No matter what segment of the market you work in, there are good, mediocre, and less than desirable general contractors and owners involved. There was a time in my younger days as a contractor that I would be willing to take any job. I also spent many sleepless nights wondering when and if I was going to be paid.
Finally, growing tired of working for less than wages, I began looking at my successful peers. What caused them to thrive, while I continued to struggle?
Was it the quality of the work I turned out? No.
Were my peers simply smarter than me? Possibly.
Then I looked at what these successful contractors had in common. I learned that they had a handful to dozens of great clients, who where loyal, professional, and paid in a timely manner.
It became crystal clear that for my company to succeed, I needed to find and retain these types of clients. But how?
I believe that the two best ways for finding the right customers is by word of mouth from current clients, or mason contractor peers putting in a good word for you.
One of my first great clients came via a referral from another mason contractor. Another customer came from his desperation to find someone who would show up and perform the work. The beauty of these two arrangements is that the client is prescreened by a peer, and/or desperate just to get someone to do the work.
One key to success in the peer arena is joining and participating in organizations such as the Residential Masonry Contractors Association. These groups create networking opportunities for you, as well as the other members of the organization. You will meet key people working on the supplier side, as well as mason contractors who might refer you if the potential client doesn't fit their business plan.
Sometimes the client may be good for you, but doesn't quite fit the niche of a peer. For example, the client may do tract housing and your peer may only do custom homes. You will also find that as your peers' businesses evolve, they may be looking for another good mason contractor to hand off clients to if they can no longer provide proper service to them.
Associations also can be helpful when you get the client you want and find yourself understaffed. Work with peers to provide the manpower to keep caught up until able to hire your own workforce.
Now, I know what you're thinking. A great plan when the market is strong, but what about when business is slow?
Consider this situation as an opportunity to find out who your friends are. Clients may ask for temporary pricing relief in lieu of just shopping for a more competitive bid. Be careful because the 1% or 2% given up even temporarily comes out of your paycheck and will be very hard to get back later.

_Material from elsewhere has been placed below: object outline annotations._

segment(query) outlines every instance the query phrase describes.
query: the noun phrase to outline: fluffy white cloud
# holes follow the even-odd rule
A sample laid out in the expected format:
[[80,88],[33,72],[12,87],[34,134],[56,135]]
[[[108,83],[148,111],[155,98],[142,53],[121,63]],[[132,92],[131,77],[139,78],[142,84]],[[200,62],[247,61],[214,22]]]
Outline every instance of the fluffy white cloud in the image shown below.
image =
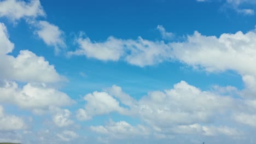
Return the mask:
[[234,116],[234,119],[238,122],[256,127],[256,114],[236,113]]
[[60,51],[60,47],[66,47],[64,32],[59,28],[47,21],[40,21],[34,24],[38,30],[35,33],[49,46],[54,46],[55,52]]
[[65,80],[43,57],[28,50],[22,50],[16,57],[11,52],[14,44],[8,39],[6,27],[0,23],[0,79],[22,82],[56,82]]
[[69,141],[78,137],[78,135],[77,133],[71,130],[64,130],[61,133],[57,134],[57,136],[64,141]]
[[174,36],[174,34],[166,32],[165,28],[162,26],[158,25],[156,28],[160,32],[163,39],[168,40],[173,38]]
[[[196,0],[196,1],[198,2],[205,2],[214,1]],[[222,8],[231,8],[238,13],[245,15],[254,14],[255,6],[256,4],[256,2],[254,0],[223,0],[222,1],[225,2]]]
[[242,75],[256,76],[253,67],[256,62],[255,39],[254,31],[224,33],[219,38],[195,32],[188,36],[187,41],[170,45],[174,58],[193,67],[202,67],[209,72],[233,70]]
[[39,0],[31,0],[29,2],[20,0],[0,2],[0,17],[5,16],[13,21],[23,17],[34,18],[45,15]]
[[142,119],[162,130],[172,125],[209,122],[217,113],[232,107],[232,99],[220,97],[188,85],[184,81],[164,92],[153,92],[139,101]]
[[148,135],[150,133],[149,130],[142,125],[132,126],[125,121],[114,122],[110,121],[104,126],[91,126],[90,128],[97,133],[117,139]]
[[22,50],[16,57],[0,57],[0,78],[21,82],[53,83],[66,80],[43,57],[28,50]]
[[53,121],[54,124],[59,127],[69,126],[73,123],[73,122],[69,119],[71,116],[71,112],[69,110],[60,110],[53,116]]
[[104,115],[112,112],[123,113],[125,109],[119,106],[119,103],[106,92],[94,92],[84,97],[87,101],[85,109],[77,111],[77,118],[80,121],[90,119],[95,115]]
[[9,40],[7,29],[3,23],[0,22],[0,56],[11,52],[14,44]]
[[20,88],[16,82],[5,81],[0,86],[0,95],[1,102],[36,111],[50,106],[63,106],[74,103],[65,93],[41,84],[28,83]]
[[69,55],[85,55],[101,61],[118,61],[124,53],[122,40],[110,37],[104,42],[92,42],[89,38],[80,37],[77,43],[79,49],[68,52]]
[[[150,92],[138,100],[133,99],[123,92],[120,87],[115,85],[105,90],[114,97],[106,92],[95,92],[93,94],[87,95],[85,97],[87,101],[86,108],[79,109],[77,117],[83,117],[83,116],[84,119],[87,119],[91,118],[94,115],[116,111],[121,115],[138,117],[150,125],[156,134],[165,135],[164,134],[172,131],[181,133],[172,130],[174,126],[183,125],[177,127],[181,129],[195,123],[210,123],[214,121],[216,116],[228,116],[229,110],[235,109],[235,101],[231,98],[202,91],[184,81],[174,85],[173,88],[170,90]],[[125,111],[120,111],[125,108],[120,106],[118,100],[128,107],[125,108]],[[91,128],[98,133],[109,133],[106,127]],[[206,132],[208,127],[200,128],[202,131],[197,133],[210,135],[210,132],[207,132],[209,134]],[[222,128],[208,129],[214,135],[222,133]],[[188,129],[185,130],[188,130]],[[230,130],[232,131],[231,128]]]
[[227,136],[238,136],[242,135],[236,129],[226,126],[201,126],[198,124],[178,125],[172,128],[177,134],[200,134],[206,136],[224,135]]
[[17,130],[26,128],[21,118],[5,114],[3,106],[0,105],[0,131]]
[[151,41],[139,37],[137,40],[122,40],[110,37],[104,42],[91,42],[80,37],[80,47],[68,55],[85,55],[101,61],[123,59],[141,67],[154,65],[168,59],[170,47],[164,41]]

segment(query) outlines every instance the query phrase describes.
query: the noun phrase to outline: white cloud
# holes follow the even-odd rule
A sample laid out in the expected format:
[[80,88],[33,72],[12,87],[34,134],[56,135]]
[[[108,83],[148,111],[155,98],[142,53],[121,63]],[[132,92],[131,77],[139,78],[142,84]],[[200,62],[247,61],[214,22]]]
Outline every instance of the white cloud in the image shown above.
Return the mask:
[[0,56],[11,52],[14,45],[9,40],[7,29],[3,23],[0,22]]
[[5,81],[0,86],[0,101],[36,111],[50,106],[63,106],[74,103],[67,94],[46,85],[28,83],[22,88],[14,82]]
[[63,141],[70,141],[71,140],[78,137],[78,135],[77,133],[71,130],[64,130],[61,133],[57,134],[57,136]]
[[254,15],[254,10],[253,9],[237,9],[236,11],[238,13],[243,14],[245,15]]
[[71,112],[67,109],[59,110],[53,116],[54,124],[59,127],[69,126],[73,123],[73,121],[69,119]]
[[112,112],[124,113],[125,110],[119,103],[106,92],[94,92],[84,97],[87,101],[85,109],[77,111],[77,118],[80,121],[89,120],[95,115],[108,114]]
[[[202,91],[184,81],[174,85],[170,90],[150,92],[138,100],[115,85],[106,91],[114,95],[116,99],[107,93],[89,94],[87,95],[85,109],[79,110],[78,113],[80,115],[78,115],[80,117],[84,116],[86,119],[95,115],[115,111],[122,115],[139,117],[158,133],[170,133],[173,125],[210,123],[214,121],[217,115],[227,115],[235,105],[235,100],[230,97]],[[125,108],[117,103],[118,100],[128,107],[125,111],[120,110]],[[108,131],[105,129],[102,126],[97,127],[102,133]]]
[[68,52],[69,55],[85,55],[101,61],[117,61],[124,53],[122,40],[110,37],[104,42],[92,42],[89,38],[80,37],[77,40],[79,49]]
[[[198,2],[213,2],[211,0],[196,0]],[[254,14],[254,9],[256,1],[254,0],[223,0],[225,3],[222,8],[227,8],[234,10],[238,13],[253,15]]]
[[16,57],[5,55],[14,44],[8,39],[6,27],[0,23],[0,79],[21,82],[56,82],[65,80],[43,57],[28,50],[21,50]]
[[209,122],[215,115],[233,106],[232,99],[220,97],[188,85],[184,81],[164,92],[153,92],[139,101],[141,118],[156,129],[173,124]]
[[142,125],[132,126],[125,121],[110,121],[104,126],[91,126],[90,128],[93,131],[117,139],[148,135],[150,133],[149,130]]
[[15,21],[21,18],[35,18],[45,16],[39,0],[26,2],[20,0],[4,0],[0,2],[0,17],[6,17]]
[[253,31],[224,33],[219,38],[195,32],[188,36],[187,41],[170,45],[173,48],[174,58],[195,67],[202,67],[207,71],[232,70],[241,75],[256,76],[256,68],[253,67],[256,62],[255,39]]
[[242,135],[236,129],[226,126],[201,126],[198,124],[178,125],[172,128],[177,134],[200,134],[206,136],[217,136],[224,135],[227,136],[238,136]]
[[40,21],[34,25],[38,29],[36,34],[48,45],[54,46],[56,53],[59,52],[60,47],[66,47],[64,32],[57,26],[45,21]]
[[0,57],[0,77],[21,82],[53,83],[66,80],[43,57],[28,50],[22,50],[16,57]]
[[167,32],[165,31],[165,28],[161,25],[158,25],[156,28],[159,31],[164,39],[170,40],[173,38],[174,35],[172,33]]
[[239,123],[256,127],[256,114],[236,113],[234,118]]
[[81,37],[77,40],[80,47],[68,55],[85,55],[101,61],[124,60],[141,67],[167,60],[170,47],[164,41],[151,41],[138,37],[137,40],[122,40],[110,37],[103,42],[91,42]]
[[26,128],[21,118],[5,114],[3,106],[0,105],[0,131],[18,130]]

If considering price reductions, ask suppliers to help share the cost since everyone is in this market together, and they may be willing to share the pain. Network with other mason contractors and ask about shifting your manpower to their projects instead of layoffs. It's hard to replace a good employee that took another job because you were a little slow for a few weeks.
Be prepared for your client to bring in another mason contractor. Obviously you want to prove your worth to the client by explaining the costs. Sometimes, for whatever reason, you won't see eye-to-eye and they will bring someone else in.
If you are competitive, competent, and professional, that is what the job costs. Maybe the other mason missed something on the estimating side. He won't do that again for the price, or he will be lacking in one of the three categories above.
After experiencing anything less than what you provided in the past, the client will return.
Mark VanWell is president of VanWell Masonry Inc. and president of the Residential Masonry Contractors Association.